Universal Registration Document 2022

Groupe Profile

107

    Level of achievement of the Performance Acquisition scale (straight-line between the Threshold and the Maximum)
Performance criteria Weight Threshold* Target Maximum Threshold* Target Maximum
Organic growth of the Groupe’s revenue 40%            
  • Organic growth of the Groupe’s revenue based on the Objective validated by the Supervisory Board in March 2023
  Objective -x bp(1) Objective Objective +y bp(1) 80% 100% 150%
Operating margin  40%            
  • Groupe Operating Margin based on the Objective approved by the Supervisory Board in March 2023
  Objective -x' bp(1) Objective Objective +y' bp(1) 80% 100% 150%
CSR – the assessment of the progress of the CSR policy is carried out with regard to the following priorities: 20%            
  • Diversity, Equity and Inclusion:the trajectory aims for 45% women among key executives in 2025 with an indicative checkpoint of 43% at the end of 2023
10% Objectives 2023 Objectives 2023 Objectives 2024 100% 100% 150%
  • Combating climate change:the trajectory aims for 100% of energy from direct renewable sources by 2030 with an indicative checkpoint of around 50% at the end of 2023
10% Objectives 2023 Objectives 2023 Objectives 2024 100% 100% 150%
TOTAL 100%     TOTAL 84% 100% 150%

(*) If the threshold is not reached, the applicable portion of variable compensation is reduced to zero.

(1) Strategic and confidential information that may not be disclosed. For organic growth and operating margin, the thresholds and targets are aligned with the guidance issued on February 2, 2023.

Long-term variable share-based compensation

The Chairman of the Management Board receives annual variable share based compensation subject to the achievement of the objectives set as follows.

Publicis Groupe decided to set up a share plan each year for management and certain key employees of the Groupe. As Chairman of the Management Board, Arthur Sadoun is eligible for this plan since 2021. Under the “LTIP 2021 Directoire”, the number of shares that may be delivered at the end of a three-year vesting period (except in the event of death or disability), i.e. March 2024, will depend – for 90% of the shares awarded – on Publicis Groupe’s average financial performance over a three-year period (2021-2023), as compared with the financial performance of a peer Groupe comprising WPP, Omnicom, IPG and Publicis Groupe, plus two conditions relating to Corporate Social Responsibility for 10% of the shares awarded.

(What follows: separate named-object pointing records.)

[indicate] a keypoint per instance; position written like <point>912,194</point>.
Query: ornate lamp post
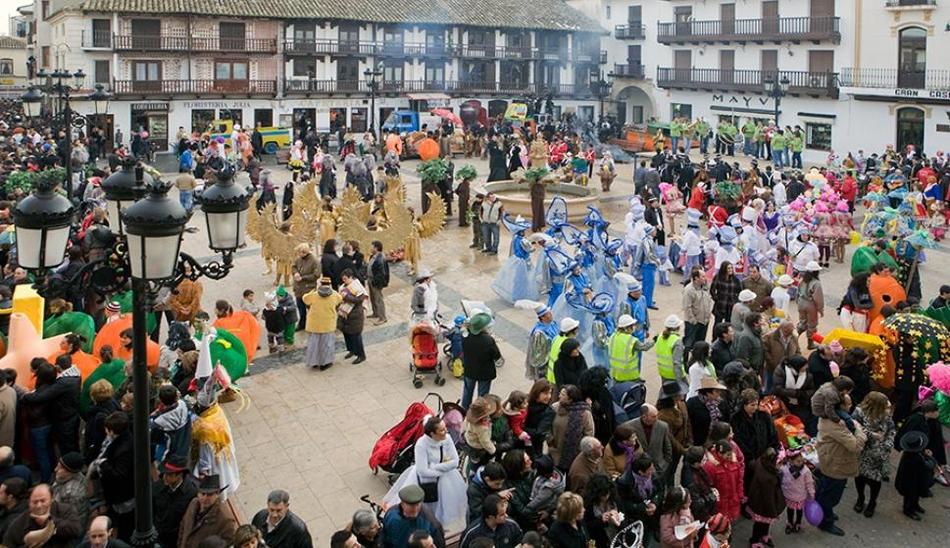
<point>373,76</point>
<point>149,248</point>
<point>776,89</point>
<point>58,85</point>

From 2022, the number of shares that may be delivered at the end of a three-year vesting period (except in the event of death or disability), i.e. in March and May 2025 under the “LTIP 2022 Président du Directoire” and in 2026 under the “LTIP 2023 Président du Directoire”, will depend on:

  • for 35% of the shares granted, the organic growth compared to a peer Groupe composed of Publicis Groupe and the other three main global communications Groupes, namely WPP, Omnicom and IPG over a three-year period (2022-2024 under the “LTIP 2022 Président du Directoire” and 2023-2025 under the “LTIP 2023 Président du Directoire”);
  • for 35% of the shares granted, the operating margin compared to a peer Groupe composed of Publicis Groupe and the other three main global communications Groupes, namely WPP, Omnicom and IPG, over a three-year period (2022-2024 under the “LTIP 2022 Président du Directoire” and 2023-2025 under the “LTIP 2023 Président du Directoire”);
  • for 15% of the shares granted, the TSR (Total Shareholder Return) compared to the median of the CAC 40 over a three-year period (2022-2024 under the “LTIP 2022 Président du Directoire” and 2023-2025 under the “LTIP 2023 Président du Directoire”);
  • for 15% of the shares granted, conditions related to Corporate Social Responsibility.